Over the course of this tour you’ll be introduced to, or come to know more about, several of the planners, patrons, and dreamers who beginning in the 18th century, worked to make life better for workers in all sorts of ways — but most particularly in terms of housing.
Among the planners are two who through their writings in The Craftsman Magazine were known to a number of people in the United States — Barry Parker and Raymond Unwin. Parker was born in Derbyshire and Unwin in Yorkshire and these cousins and partners were members of the Northern Art Workers Guild and deeply involved in work on many of the villages and communities we will visit.

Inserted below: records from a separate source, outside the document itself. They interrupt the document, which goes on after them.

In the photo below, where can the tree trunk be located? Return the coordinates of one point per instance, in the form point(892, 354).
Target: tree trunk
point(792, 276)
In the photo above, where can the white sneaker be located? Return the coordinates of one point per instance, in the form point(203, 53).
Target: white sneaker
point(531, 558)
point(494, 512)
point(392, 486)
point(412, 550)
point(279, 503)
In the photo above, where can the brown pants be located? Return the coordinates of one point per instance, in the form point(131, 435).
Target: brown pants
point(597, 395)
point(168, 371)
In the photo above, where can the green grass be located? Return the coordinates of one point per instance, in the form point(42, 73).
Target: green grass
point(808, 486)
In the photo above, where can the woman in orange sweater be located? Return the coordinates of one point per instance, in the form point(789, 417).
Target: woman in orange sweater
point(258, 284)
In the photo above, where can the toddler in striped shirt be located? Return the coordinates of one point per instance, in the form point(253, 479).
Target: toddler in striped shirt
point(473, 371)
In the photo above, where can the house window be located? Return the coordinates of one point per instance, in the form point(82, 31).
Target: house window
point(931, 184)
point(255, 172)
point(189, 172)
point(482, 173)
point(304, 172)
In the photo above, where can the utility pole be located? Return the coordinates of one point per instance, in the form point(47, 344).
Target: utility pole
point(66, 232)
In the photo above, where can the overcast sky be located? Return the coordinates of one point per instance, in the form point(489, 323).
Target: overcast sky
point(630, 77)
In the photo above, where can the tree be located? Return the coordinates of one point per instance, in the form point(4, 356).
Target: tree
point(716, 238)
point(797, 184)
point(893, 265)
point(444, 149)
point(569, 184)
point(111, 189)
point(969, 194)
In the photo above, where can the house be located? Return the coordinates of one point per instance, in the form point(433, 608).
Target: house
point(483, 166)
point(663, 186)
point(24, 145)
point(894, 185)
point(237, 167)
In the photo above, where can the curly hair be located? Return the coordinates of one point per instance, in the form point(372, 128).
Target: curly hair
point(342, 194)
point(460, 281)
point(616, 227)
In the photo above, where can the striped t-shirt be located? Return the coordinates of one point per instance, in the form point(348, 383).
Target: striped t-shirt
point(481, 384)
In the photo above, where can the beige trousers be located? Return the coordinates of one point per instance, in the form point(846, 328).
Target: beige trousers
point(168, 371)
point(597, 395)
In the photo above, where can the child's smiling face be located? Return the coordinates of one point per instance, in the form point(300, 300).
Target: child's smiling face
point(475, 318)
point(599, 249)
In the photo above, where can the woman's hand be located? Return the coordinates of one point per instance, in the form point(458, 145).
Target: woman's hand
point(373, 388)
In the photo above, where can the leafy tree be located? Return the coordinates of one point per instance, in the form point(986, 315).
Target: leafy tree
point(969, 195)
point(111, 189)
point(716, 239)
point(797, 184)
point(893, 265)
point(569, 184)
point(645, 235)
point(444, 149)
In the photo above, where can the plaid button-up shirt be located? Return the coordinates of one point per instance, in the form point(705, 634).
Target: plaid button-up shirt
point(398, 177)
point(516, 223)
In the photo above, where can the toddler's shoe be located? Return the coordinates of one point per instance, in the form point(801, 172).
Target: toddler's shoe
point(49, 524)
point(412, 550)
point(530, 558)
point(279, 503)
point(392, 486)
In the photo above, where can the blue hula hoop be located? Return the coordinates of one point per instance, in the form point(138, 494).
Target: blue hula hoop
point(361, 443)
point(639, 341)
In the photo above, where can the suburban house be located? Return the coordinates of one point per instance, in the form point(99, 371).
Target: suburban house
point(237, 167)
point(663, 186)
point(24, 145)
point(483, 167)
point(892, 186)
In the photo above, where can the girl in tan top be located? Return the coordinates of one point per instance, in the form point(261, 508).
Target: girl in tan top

More than architects and planners, they were active participants in lobbying for legislation to improve residential housing standards. They were responsible for the design of New Earswick, and the first Garden City, Letchworth. They also planned the new Garden Suburb at Hampstead. The partnership lasted until 1914 when Unwin was appointed to the position of Chief Inspector of Town Planning for the Local Government Board. Together in 1901 they wrote The Art of Building a Home which popularized the architecture of the Arts and Crafts Movement and resulted in thousands of homes being built on their patterns in the early part of the 20th century.
There were many patrons who supported the work of the planners. Sir Titus Salt may have been the first. William Hesketh Lever, later Lord Leverhulme, was a full participant in promoting affordable housing, not just with his building of Port Sunlight but by sending homes to Exhibitions — one is still in Glasgow — and by supporting the work of many of the committees and commissions. The Rowntrees formalized their support for affordable housing by establishing the Joseph Rowntree Trust which continues actively today to research and support issues of housing throughout the country. The Cadbury’s established the Bournville Trust which today manages several communities and thousands of homes in and around Birmingham.
Finally, there were dreamers. Indeed we might say they were all dreamers, for few at the time would have credited them with having been able to accomplish all they did. Their legacies are not merely in the villages and homes they left, but in their support for art and artists which formed the core of so many public collections.
Surely not all of the problems have been solved, nor may they ever be, but that each of these different villages, communities, and cities remain vibrant and exciting places in which to live, is an example of the ultimate success and rightness of the planners, the generosity of the patrons, and the reality of the dreamers.